Quick look up : The Tableau dashboard, SPAP

Why am I creating this repo?

This mini project is dedicated to proposing an organized way of working through a Data Science problem. I see Data Analysis as the most important part of a data science project. If you do not know your data well, you can never produce conclusive results. In addition to this it is particularly impossible to model a data effectively if you do know how your fields impact the target attribute.
Further, according to my observation the only stand alone reason for the cloud around the definition of Data Science is actually the absence of a defined paradigm for solving the Data Science problem. I think there isn't any. This method I am about to introduce will however help a beginner to at least approach a problem with some clarity in mind and be confident of the end product.

For me Data Science is an art of first being passionate about your problem, understanding the problem statement, collecting the relevant data and analyze it to solve the problem at hand.

I think this is pretty much I try to do with each one of my data science project.
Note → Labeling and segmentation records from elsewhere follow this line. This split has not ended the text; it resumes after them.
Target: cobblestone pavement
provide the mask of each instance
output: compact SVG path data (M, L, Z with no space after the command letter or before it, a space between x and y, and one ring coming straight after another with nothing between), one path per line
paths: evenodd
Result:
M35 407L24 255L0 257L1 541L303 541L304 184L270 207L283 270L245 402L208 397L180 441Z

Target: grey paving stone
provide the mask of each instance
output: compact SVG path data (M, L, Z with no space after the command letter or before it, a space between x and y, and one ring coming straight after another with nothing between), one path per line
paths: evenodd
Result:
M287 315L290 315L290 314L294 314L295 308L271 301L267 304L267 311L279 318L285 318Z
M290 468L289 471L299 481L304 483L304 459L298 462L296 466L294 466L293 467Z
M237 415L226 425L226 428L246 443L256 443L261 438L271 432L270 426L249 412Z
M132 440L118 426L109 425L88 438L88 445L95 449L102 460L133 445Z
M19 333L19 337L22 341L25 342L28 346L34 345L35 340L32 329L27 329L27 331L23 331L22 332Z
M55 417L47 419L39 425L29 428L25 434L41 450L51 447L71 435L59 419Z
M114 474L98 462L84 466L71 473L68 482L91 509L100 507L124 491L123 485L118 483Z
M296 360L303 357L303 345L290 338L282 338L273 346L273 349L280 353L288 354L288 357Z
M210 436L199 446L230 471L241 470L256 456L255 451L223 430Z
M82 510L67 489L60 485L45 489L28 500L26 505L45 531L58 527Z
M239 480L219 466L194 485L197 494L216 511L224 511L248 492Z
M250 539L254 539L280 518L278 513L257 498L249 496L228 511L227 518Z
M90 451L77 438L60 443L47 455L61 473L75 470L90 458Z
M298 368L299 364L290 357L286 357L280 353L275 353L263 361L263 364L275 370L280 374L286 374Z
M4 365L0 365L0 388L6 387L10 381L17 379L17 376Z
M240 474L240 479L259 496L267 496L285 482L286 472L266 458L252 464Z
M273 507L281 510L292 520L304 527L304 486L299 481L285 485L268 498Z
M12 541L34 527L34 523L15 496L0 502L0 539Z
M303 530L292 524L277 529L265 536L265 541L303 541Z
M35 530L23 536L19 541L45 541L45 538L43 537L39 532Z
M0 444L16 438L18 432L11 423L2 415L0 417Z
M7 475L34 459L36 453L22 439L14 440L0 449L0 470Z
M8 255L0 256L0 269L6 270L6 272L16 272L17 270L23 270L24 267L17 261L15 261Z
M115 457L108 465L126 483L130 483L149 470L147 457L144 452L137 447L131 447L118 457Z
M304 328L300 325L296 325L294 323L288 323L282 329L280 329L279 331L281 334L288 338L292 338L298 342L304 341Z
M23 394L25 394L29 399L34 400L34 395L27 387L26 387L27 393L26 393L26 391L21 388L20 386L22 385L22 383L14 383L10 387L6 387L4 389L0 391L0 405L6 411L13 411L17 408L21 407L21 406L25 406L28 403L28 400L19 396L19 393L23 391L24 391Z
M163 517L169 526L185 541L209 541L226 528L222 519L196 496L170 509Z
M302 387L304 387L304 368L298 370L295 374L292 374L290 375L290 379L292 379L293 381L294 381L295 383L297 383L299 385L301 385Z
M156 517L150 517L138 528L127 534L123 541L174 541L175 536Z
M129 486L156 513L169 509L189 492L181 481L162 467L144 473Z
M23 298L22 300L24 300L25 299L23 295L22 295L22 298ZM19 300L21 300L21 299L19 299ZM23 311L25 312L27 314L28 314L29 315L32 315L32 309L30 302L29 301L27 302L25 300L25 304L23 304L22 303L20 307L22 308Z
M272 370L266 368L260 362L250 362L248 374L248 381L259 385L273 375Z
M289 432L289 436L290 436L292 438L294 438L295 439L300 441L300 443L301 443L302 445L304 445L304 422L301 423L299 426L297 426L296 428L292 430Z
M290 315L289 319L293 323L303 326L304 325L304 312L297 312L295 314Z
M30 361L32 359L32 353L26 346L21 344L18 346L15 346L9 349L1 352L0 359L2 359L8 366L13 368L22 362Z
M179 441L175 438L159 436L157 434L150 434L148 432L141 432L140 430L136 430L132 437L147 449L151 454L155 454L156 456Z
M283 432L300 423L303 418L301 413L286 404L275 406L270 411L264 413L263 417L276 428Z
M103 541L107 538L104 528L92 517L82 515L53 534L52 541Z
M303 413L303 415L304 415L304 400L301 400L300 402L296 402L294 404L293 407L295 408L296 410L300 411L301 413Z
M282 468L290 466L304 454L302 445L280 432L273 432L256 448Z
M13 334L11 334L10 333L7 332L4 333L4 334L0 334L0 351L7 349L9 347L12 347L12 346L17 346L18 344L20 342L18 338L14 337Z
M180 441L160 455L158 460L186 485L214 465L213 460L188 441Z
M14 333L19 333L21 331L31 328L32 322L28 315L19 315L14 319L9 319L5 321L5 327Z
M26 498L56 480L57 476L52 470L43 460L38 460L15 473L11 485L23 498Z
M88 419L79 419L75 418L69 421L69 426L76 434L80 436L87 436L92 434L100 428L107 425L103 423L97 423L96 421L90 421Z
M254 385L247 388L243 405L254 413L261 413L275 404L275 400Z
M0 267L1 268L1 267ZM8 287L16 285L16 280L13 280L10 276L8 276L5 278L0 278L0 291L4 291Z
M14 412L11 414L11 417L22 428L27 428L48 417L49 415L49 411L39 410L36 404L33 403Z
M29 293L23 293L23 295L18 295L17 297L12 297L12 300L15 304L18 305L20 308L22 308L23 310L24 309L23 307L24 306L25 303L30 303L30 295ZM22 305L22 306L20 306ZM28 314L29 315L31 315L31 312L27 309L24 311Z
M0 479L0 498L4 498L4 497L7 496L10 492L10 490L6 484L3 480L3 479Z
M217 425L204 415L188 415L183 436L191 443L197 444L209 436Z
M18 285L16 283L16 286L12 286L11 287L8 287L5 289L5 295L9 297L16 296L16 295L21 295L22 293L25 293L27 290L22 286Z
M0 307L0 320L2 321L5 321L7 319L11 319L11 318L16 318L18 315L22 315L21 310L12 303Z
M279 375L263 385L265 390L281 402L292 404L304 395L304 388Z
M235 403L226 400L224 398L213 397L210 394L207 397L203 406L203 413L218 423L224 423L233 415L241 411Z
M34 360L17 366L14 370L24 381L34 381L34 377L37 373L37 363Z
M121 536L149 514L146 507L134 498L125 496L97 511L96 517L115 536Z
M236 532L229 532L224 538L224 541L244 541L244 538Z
Let me try to break down my definition of data science.

  1. Being passionate about your problem - This allows you to put in the required amount of mental resources to actually think about the problem and formulate a problem statement. i.e a Specific, Measurable, Attainable, Relevant, Time bound (SMART goal). For instance, if you aspire to come to USA to have a taste of real innovation, you might wonder about the most successful route of getting your VISA approved.
  2. After you are down with your problem statement, you should have a dependent variable, the variable you want to make conclusions about. Here it is Case Status.
  3. Followed by this you might want to think about the independent variables, the variables that would affect this dependent variable.
  4. Further you can go ahead and think about the ways (or specific visualizations) you can make to be clear about the relation ships about your IVs and DV.
  5. Going ahead down the line, use a tool to create the planned visualizations and digest the overall theme of your data. It is important to be sure what your data says about your DV. This will help you to get a feel of fields you would want to use when you use ML algorithms to model your data.
  6. Finally now that you are clear about your final list of IVs and their relationship with the DV, you can go ahead and model the problem with any of the machine learning algorithms.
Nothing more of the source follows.